Além disso, o estudo ressaltou que a implementação dos robôs é negativa quanto ao movimento de trabalhadores para a substituição desses por máquinas. Porém, o efeito da produtividade sobre as indústrias aumenta a demanda por funcionários, gerando efeitos positivos.

Impacto no mercado de trabalho é menor do que o esperado

Na segunda parte da pesquisa, foi estudado o equilíbrio do impacto de robôs no mercado de trabalho. Os resultados foram obtidos utilizando dados da Federação Internacional de Robótica sobre o aumento do uso desse tipo de tecnologia em 19 indústrias e do uso de dados divulgados pelo Censo sobre o número de empregos com os avanços da implementação deles.

Com isso, foi observada uma relação negativa entre a exposição da indústria a esse tipo de tecnologia e os resultados gerados no mercado de trabalho após 1900, concluindo que o impacto dos robôs é real, mas não torna possível abominar sua implementação. Isso acontece porque é um resultado muito pequeno se comparado a outras tendências de interferência no mercado de trabalho nos EUA.  
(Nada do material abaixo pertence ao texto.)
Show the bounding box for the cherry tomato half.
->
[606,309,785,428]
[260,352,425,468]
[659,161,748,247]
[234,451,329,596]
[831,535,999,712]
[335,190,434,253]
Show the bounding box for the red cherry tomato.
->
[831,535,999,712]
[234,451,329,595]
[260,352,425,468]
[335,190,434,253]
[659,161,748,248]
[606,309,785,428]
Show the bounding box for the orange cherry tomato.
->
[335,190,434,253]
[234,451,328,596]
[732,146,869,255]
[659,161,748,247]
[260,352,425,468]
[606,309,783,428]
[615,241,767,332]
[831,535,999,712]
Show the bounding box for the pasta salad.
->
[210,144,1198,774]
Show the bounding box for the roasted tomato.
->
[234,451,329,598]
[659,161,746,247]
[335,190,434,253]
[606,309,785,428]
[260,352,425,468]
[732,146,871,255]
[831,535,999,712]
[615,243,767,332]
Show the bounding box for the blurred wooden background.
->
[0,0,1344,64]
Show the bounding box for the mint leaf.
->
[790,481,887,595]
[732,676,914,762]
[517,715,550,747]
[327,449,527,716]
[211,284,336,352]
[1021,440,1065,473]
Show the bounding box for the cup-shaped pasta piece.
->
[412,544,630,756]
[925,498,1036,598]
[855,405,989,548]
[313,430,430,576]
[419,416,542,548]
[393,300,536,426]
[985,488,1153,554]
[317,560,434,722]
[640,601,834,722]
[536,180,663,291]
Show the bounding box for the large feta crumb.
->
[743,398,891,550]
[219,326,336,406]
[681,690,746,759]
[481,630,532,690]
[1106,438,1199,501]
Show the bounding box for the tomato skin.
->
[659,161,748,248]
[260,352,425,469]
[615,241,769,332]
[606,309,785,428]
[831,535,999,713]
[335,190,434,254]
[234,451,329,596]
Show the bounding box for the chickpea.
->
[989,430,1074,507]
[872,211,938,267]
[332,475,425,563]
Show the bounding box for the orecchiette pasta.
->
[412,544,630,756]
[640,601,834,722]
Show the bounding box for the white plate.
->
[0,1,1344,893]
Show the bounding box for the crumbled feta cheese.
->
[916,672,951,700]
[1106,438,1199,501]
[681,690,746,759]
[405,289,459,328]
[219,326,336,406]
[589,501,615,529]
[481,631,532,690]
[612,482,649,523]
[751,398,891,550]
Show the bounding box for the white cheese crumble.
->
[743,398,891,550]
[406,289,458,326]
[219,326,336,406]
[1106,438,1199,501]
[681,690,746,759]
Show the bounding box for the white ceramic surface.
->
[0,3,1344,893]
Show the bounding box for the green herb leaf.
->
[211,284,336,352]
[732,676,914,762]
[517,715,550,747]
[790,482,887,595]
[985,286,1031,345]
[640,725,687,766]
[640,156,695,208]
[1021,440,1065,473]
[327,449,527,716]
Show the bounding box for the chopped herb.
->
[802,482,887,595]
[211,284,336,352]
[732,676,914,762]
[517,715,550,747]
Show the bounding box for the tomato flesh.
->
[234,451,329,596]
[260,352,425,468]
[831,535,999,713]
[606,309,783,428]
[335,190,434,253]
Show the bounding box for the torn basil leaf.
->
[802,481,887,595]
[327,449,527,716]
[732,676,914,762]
Assim, os dados apontam que a adição de um robô para cada mil trabalhadores impacta reduzindo a taxa de emprego local por população em 0,39%, enquanto os salários caem 0,77%. A implementação dessa tecnologia cria vínculos comerciais, reduzindo esses valores em 0,2% para taxa nacional de emprego local por população. Isto é, para cada um robô implementado, 3,3 trabalhadores nacionais são substituídos por ele. Além disso, há o declínio em 0,42% para o valor referente aos salários.
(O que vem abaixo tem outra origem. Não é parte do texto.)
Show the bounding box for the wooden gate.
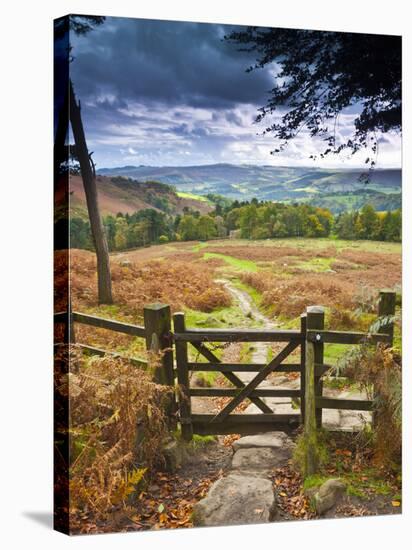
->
[173,313,314,440]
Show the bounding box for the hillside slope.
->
[70,175,212,219]
[99,164,401,210]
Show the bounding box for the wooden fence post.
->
[173,313,193,441]
[372,290,396,426]
[64,301,76,344]
[300,313,306,424]
[304,306,325,476]
[378,290,396,346]
[306,306,325,428]
[143,304,176,425]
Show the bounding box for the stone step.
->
[193,473,277,527]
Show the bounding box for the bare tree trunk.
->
[69,81,113,304]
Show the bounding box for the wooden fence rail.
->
[54,291,396,446]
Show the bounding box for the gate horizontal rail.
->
[173,329,305,342]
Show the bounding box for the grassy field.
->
[62,239,401,363]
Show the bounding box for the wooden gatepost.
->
[302,306,325,475]
[143,304,177,429]
[301,290,396,476]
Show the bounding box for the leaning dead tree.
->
[69,80,113,304]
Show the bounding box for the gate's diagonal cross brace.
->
[211,342,300,422]
[191,342,273,414]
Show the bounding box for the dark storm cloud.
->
[70,17,399,168]
[71,18,273,109]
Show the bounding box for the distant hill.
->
[70,175,212,220]
[98,164,401,210]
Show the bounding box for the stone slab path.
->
[193,432,294,527]
[216,279,371,431]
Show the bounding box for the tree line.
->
[70,198,402,251]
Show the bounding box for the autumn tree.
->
[225,27,402,167]
[54,15,113,304]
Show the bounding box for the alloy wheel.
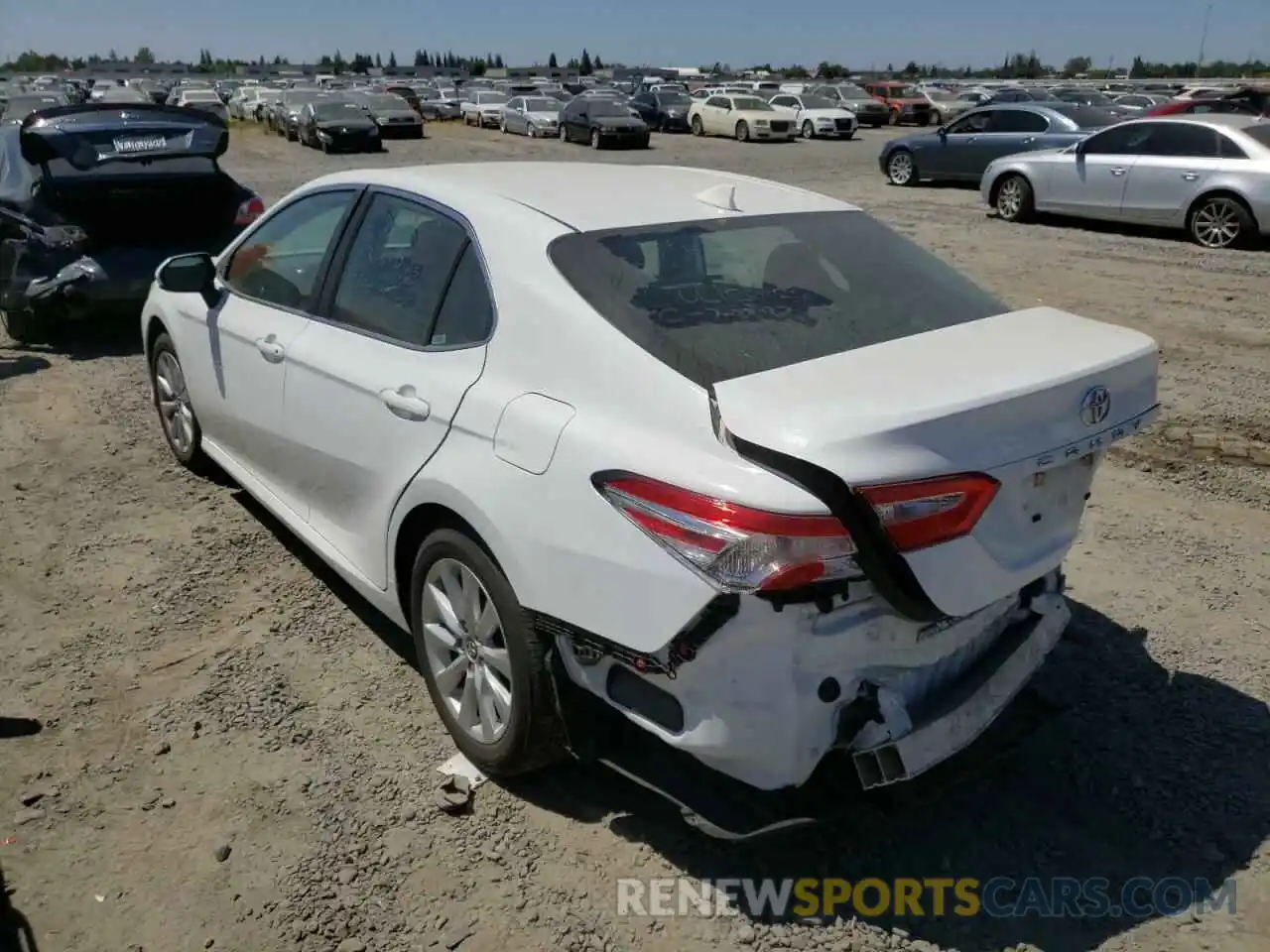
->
[155,350,194,453]
[1192,198,1243,248]
[421,558,513,744]
[886,153,913,185]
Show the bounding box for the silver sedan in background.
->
[979,113,1270,248]
[499,96,564,139]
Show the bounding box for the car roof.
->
[1131,113,1266,130]
[312,162,860,231]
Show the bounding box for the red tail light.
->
[598,473,1001,593]
[598,476,858,591]
[234,195,264,227]
[860,473,1001,552]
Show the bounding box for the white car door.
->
[1121,122,1242,225]
[1044,123,1149,219]
[174,187,358,518]
[701,96,731,136]
[283,190,494,588]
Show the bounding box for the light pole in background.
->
[1195,4,1212,78]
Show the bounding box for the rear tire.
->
[410,528,566,776]
[0,311,50,344]
[1187,194,1257,249]
[992,174,1036,223]
[886,149,918,187]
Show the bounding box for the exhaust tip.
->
[852,744,908,789]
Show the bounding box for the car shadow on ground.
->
[988,212,1270,254]
[511,604,1270,952]
[0,870,40,952]
[0,322,142,369]
[0,354,52,381]
[230,492,425,669]
[213,490,1270,952]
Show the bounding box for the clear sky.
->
[0,0,1270,69]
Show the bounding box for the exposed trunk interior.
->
[40,168,245,255]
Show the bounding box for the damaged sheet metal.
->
[0,208,98,312]
[23,255,109,303]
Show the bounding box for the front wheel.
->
[410,528,564,776]
[150,334,212,475]
[1187,195,1256,248]
[886,149,917,185]
[993,176,1036,222]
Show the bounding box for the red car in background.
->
[1143,86,1270,115]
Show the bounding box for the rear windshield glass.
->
[549,212,1010,387]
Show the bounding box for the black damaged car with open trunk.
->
[0,103,264,343]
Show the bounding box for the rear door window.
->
[550,212,1008,386]
[223,189,357,311]
[987,109,1049,133]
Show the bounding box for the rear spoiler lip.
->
[22,101,228,132]
[19,103,230,169]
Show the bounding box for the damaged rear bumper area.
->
[555,570,1071,790]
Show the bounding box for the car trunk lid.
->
[712,307,1158,616]
[20,103,228,172]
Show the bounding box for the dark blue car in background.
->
[877,103,1124,185]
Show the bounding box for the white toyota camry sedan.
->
[141,163,1157,789]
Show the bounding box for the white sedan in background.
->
[979,113,1270,248]
[177,87,230,122]
[141,163,1157,807]
[767,92,860,139]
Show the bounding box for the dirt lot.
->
[0,121,1270,952]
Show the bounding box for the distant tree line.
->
[0,46,1270,78]
[746,51,1270,80]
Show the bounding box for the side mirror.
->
[155,251,216,298]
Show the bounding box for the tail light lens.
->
[860,473,1001,552]
[598,476,858,593]
[234,195,264,227]
[597,473,1001,593]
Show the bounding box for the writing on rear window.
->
[114,136,168,153]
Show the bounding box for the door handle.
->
[255,334,287,363]
[380,384,432,421]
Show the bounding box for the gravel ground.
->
[0,126,1270,952]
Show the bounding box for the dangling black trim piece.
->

Com a estimativa de especialistas para o crescimento da implementação de robôs no mercado, os valores sofrem alterações. Seguindo os dados do BCG (2015), o estoque mundial de robôs irá quadruplicar até 2025. Isso resulta em 5,25 mais robôs por mil trabalhadores nos EUA. Com os valores obtidos por meio da modelagem, haverá a redução de um ponto percentual da relação de empregos por população. Por outro lado, se for levado em consideração um cenário com um aumento menor do que 3 vezes o estoque mundial de robôs, haverá uma redução de 0,6% na taxa de emprego por população, além do aumento em 1% na redução dos salários.

É importante ressaltar que algumas áreas são mais afetadas do que outras. Além de que, a respostas do mercado de trabalho pode ser diferente quando a implementação de robôs já estiver melhor consolidada nas indústrias.

Impacto social é o verdadeiro problema

Mesmo com os números baixos em relação a queda do número de empregos e salários, ainda existem problemas. A pesquisa mostrou que os trabalhadores com menores qualificações, em especial os de classe média, são os maiores prejudicados.

Daron Acemoglu, um dos responsáveis pela pesquisa, ressalta: “O ônus recai sobre os trabalhadores de baixa qualificação e, principalmente, da classe média. Essa é realmente uma parte importante de nossa pesquisa geral [sobre robôs], que a automação realmente é uma parte muito maior dos fatores tecnológicos que contribuíram para o aumento da desigualdade nos últimos 30 anos”, fala para o ScienceDaily.

Assim, ele conclui “Certamente não dará nenhum apoio àqueles que pensam que os robôs vão assumir todos os nossos empregos […] Mas isso implica que a automação é uma força real a ser enfrentada”.